Se il dato congiunturale segnala un rimbalzo immediato per tutte le macro‑aree, con Sud e Isole in testa (+13,1%), il dato tendenziale restituisce invece un quadro opposto: rispetto all’anno precedente, la Sicilia continua a mostrare una contrazione profonda dell’export.
È quanto emerge dal report diffuso dall’Istat sul primo trimestre 2026 che evidenzia un’Italia a due velocità, con territori in forte espansione e altri in marcato arretramento.
Nel complesso, l’export nazionale cresce dell’1,3% su base annua, ma la dinamica regionale è estremamente disomogenea. Il Centro guida la ripresa con un +13,8%, seguito dal Sud (+7,1%), mentre le Isole registrano una flessione del 19%. All’interno di questo scenario, la Sicilia arretra del 18,1%, collocandosi tra le regioni con le performance peggiori insieme a Friuli‑Venezia Giulia e Sardegna.
L’analisi territoriale dell’Istat segnala inoltre che Palermo figura tra le province che forniscono i contributi negativi più rilevanti alla dinamica dell’export nazionale, confermando un indebolimento diffuso del tessuto produttivo regionale.
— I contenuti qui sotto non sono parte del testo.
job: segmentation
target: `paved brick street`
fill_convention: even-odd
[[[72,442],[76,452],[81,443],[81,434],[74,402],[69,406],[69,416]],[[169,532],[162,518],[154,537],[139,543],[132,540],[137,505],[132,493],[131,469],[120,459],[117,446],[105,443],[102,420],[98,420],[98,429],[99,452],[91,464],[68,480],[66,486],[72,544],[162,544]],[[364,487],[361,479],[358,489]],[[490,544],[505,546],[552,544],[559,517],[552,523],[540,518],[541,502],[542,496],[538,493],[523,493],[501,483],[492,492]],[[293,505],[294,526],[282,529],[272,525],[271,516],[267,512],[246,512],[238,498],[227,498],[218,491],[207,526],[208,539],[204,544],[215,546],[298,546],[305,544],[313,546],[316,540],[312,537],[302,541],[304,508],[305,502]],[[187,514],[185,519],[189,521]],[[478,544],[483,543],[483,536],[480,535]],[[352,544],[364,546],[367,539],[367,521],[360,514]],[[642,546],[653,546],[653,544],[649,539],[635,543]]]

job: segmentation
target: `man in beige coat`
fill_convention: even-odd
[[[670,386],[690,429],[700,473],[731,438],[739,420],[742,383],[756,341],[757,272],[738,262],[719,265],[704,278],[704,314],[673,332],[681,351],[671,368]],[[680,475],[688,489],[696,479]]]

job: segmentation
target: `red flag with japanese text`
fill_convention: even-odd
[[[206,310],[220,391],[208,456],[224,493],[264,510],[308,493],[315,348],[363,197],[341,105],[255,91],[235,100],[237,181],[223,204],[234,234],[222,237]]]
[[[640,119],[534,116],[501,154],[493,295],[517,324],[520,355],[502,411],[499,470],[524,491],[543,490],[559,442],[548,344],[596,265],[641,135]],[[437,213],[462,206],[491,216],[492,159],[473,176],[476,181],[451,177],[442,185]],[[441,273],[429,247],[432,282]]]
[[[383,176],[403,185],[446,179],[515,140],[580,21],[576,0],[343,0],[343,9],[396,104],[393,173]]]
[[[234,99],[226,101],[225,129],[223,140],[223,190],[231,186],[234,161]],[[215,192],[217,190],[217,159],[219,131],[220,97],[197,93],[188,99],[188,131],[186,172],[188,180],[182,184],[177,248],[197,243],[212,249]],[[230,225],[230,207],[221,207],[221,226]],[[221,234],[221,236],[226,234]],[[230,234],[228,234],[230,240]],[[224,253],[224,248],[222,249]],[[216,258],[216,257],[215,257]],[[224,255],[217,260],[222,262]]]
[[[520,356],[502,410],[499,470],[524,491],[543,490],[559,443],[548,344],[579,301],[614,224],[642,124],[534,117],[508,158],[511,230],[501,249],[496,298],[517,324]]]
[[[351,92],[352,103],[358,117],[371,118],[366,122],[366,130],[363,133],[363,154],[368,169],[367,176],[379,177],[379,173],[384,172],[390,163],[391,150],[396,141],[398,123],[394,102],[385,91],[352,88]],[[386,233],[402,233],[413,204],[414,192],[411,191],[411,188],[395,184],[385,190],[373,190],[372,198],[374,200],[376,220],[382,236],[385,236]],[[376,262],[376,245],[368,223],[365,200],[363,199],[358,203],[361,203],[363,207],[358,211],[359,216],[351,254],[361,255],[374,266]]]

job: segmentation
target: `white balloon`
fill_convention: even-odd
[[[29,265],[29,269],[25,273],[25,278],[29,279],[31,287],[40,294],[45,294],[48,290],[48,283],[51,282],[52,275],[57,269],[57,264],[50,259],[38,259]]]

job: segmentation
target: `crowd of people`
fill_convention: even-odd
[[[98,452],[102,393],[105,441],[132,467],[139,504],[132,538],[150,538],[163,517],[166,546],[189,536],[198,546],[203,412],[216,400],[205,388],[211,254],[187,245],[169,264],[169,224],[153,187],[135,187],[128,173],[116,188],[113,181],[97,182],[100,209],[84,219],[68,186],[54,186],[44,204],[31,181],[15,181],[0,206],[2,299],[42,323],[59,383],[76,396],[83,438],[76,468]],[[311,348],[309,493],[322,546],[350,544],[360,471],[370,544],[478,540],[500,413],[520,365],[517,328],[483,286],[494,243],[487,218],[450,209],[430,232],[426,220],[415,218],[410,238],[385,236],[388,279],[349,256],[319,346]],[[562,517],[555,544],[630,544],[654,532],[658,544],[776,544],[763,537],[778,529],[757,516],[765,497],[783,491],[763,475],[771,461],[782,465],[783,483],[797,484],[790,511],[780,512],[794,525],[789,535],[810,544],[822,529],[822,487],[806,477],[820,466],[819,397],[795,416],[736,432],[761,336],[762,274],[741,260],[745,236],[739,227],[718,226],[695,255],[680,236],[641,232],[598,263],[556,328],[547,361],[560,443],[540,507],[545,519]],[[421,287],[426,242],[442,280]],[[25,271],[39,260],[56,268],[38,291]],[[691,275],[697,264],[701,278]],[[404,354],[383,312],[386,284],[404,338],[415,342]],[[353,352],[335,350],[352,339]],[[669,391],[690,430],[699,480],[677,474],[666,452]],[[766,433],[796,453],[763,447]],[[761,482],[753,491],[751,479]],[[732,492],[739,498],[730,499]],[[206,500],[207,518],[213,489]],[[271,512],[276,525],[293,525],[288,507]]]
Una situazione che contrasta con i risultati di regioni come Toscana, Abruzzo, Liguria, Basilicata e Marche, protagoniste di incrementi significativi grazie alla crescita di settori strategici e a un forte dinamismo verso mercati esteri chiave.
Sulla fotografia scattata dall’Istat interviene Giuseppe Pullara, vice presidente nazionale vicario di Conflavoro e segretario regionale della Sicilia: “Le imprese stanno facendo la loro parte, spesso in condizioni difficili, ma senza un salto di qualità nelle infrastrutture, nella logistica e negli strumenti per competere all’estero continueremo a rincorrere gli altri territori. Oggi serve una politica industriale stabile, capace di accompagnare chi produce valore e lavoro.
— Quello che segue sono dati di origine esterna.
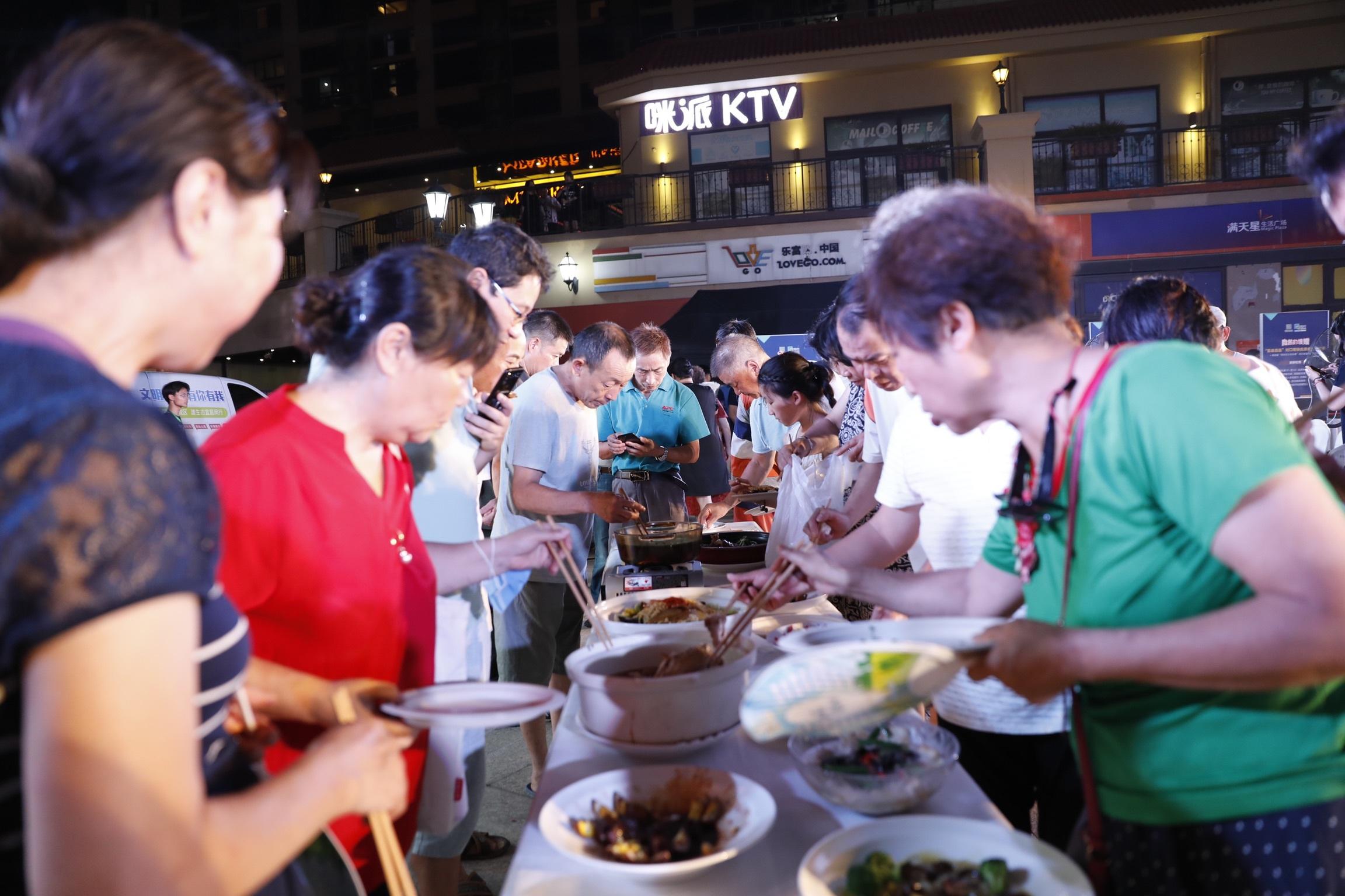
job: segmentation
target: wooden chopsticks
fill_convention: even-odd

Pullara evidenzia, inoltre, come la contrazione dell’export non sia un fenomeno isolato, ma il risultato di criticità che si trascinano da anni: “È indispensabile una strategia chiara, costruita insieme alle imprese. Le aziende chiedono un orizzonte certo, non misure occasionali.”
Il quadro delineato dall’Istat impone, dunque, una riflessione sulle politiche di supporto all’internazionalizzazione e sulla capacità della Sicilia di agganciare la ripresa nazionale.